Are you REALLY Listening?

I remember the conversation well. It was early in the morning before school started and I was talking with my six-year old grandson.  I was teaching him about being a good listener and paying attention. He was headed out for the first day of school in the first grade. Because of his uncertainty of what to expect, he was excited and a bit timid at the same time.  He’d been to kindergarten last year, but this was different, it was big school, it was first grade after all!

I sat with him and shared words and hugs to console him and instill in him courage for the day.  I talked to him about listening and paying attention, and if he did, how he might learn something. I talked about not talking when someone else was talking, how rude and disrespectful it is to interrupt and how important it is to always look in the eyes of the person who is talking to you, giving them your undivided attention.  This shows people you are listening, you respect them and that you are paying attention.  Seeming to understand what I said, and with me sensing he was feeling much more confident about the day ahead of him, we hugged and kissed one another goodbye.

Later that morning, I was in my car, leaving an appointment and listening to messages on my mobile phone.  I checked both ways before pulling out to turn left and maneuvered my way quite well across the four lanes of traffic.  After looking back over my right shoulder, before moving over one last lane, I heard someone blowing the horn incessantly.  Looking up I saw a woman screaming, while pointing her finger at me, through the glass window!

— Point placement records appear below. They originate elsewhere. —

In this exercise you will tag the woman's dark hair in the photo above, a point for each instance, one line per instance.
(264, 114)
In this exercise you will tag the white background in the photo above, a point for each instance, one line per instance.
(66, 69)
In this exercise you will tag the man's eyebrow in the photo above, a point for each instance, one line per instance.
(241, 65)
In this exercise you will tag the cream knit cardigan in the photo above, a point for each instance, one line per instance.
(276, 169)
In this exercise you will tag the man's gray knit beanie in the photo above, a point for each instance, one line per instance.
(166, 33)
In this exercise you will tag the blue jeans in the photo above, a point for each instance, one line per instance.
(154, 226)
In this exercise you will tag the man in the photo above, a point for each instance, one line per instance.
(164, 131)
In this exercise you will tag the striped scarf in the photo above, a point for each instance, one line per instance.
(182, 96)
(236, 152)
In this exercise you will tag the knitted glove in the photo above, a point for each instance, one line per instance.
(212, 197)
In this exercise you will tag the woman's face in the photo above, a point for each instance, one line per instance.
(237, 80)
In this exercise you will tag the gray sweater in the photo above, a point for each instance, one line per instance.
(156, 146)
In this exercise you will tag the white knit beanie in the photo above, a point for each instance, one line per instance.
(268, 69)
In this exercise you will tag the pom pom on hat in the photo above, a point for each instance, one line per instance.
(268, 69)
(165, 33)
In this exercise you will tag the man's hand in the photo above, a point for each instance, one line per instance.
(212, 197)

I laughed to myself thinking she was having a really bad morning and I showed a gesture of apology, while underneath I was confident she was the one in the wrong!

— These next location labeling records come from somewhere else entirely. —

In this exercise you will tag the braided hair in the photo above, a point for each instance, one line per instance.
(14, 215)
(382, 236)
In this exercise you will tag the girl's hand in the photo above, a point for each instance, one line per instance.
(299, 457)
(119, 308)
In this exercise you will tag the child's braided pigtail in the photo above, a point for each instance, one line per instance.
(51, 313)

She went on her way and turned right onto the same street I too would momentarily turn.  After completing my call and turning right, I approached the next intersection preparing to stop where the light had turned red.  Surprisingly, this woman was right beside me! Looking over toward her, I lowered my driver’s side window and she lowered her passenger side. I expressed to her my apology for almost hitting her, even though I really did not think it was my fault. She started screaming at me, telling me I wasn’t paying attention to where I was going, what I was doing and that I was too busy talking on the phone. I was taken aback by her attitude, but nonetheless, I apologized again, stating to her how thankful I was to God that we had not collided and what a blessing it had been for us both.  The light turned green and without acknowledging my words, she sped away.

As I drove from there, I started thinking about what she said. I had a revelation, she was right; I was not paying attention! I was on the phone, too engrossed in listening to my messages to realize that because of the pain it caused, I couldn’t turn around far enough to see her coming in the lane next to me. I did almost run over her! It was a blessing that we did not have impact, and she was justified in her anger toward me for almost causing a major interruption in her day!

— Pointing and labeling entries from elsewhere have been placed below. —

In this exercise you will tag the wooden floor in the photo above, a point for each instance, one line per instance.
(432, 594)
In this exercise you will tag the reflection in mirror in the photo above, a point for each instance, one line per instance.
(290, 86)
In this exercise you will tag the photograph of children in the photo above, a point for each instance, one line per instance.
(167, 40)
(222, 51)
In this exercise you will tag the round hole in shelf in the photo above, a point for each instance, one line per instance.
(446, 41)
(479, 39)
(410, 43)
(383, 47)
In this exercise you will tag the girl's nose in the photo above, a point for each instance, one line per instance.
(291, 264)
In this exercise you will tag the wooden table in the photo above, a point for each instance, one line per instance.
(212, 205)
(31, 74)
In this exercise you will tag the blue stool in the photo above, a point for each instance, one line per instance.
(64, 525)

My mind then carried me back to the conversation I had earlier that morning with my grandson and how I had shared with him that by listening and paying attention, we might learn something.  I learned something big about myself; a bit of arrogance was still hiding deep inside, and though I thought I was innocent, I was not!  The hornet was at work!

I am thankful God has taught me and reminds me daily to listen to Him. When I don’t pay attention and listen, I become a hazard to others and myself. The reason He asks us to, “Be still and know that I am God . . . ”  (Psalm 46:10, NIV), is because he desires for us to listen to Him so He can direct our ways.

Whew! Even though I wasn’t listening or paying attention to begin with, He still showed up and freed me from a possible injury to someone, a huge delay in my day, and the possibility of increasing my insurance costs! He taught me a HUGE lesson in listening and paying attention to the small stuff through the very words I had used with my grandson earlier that morning!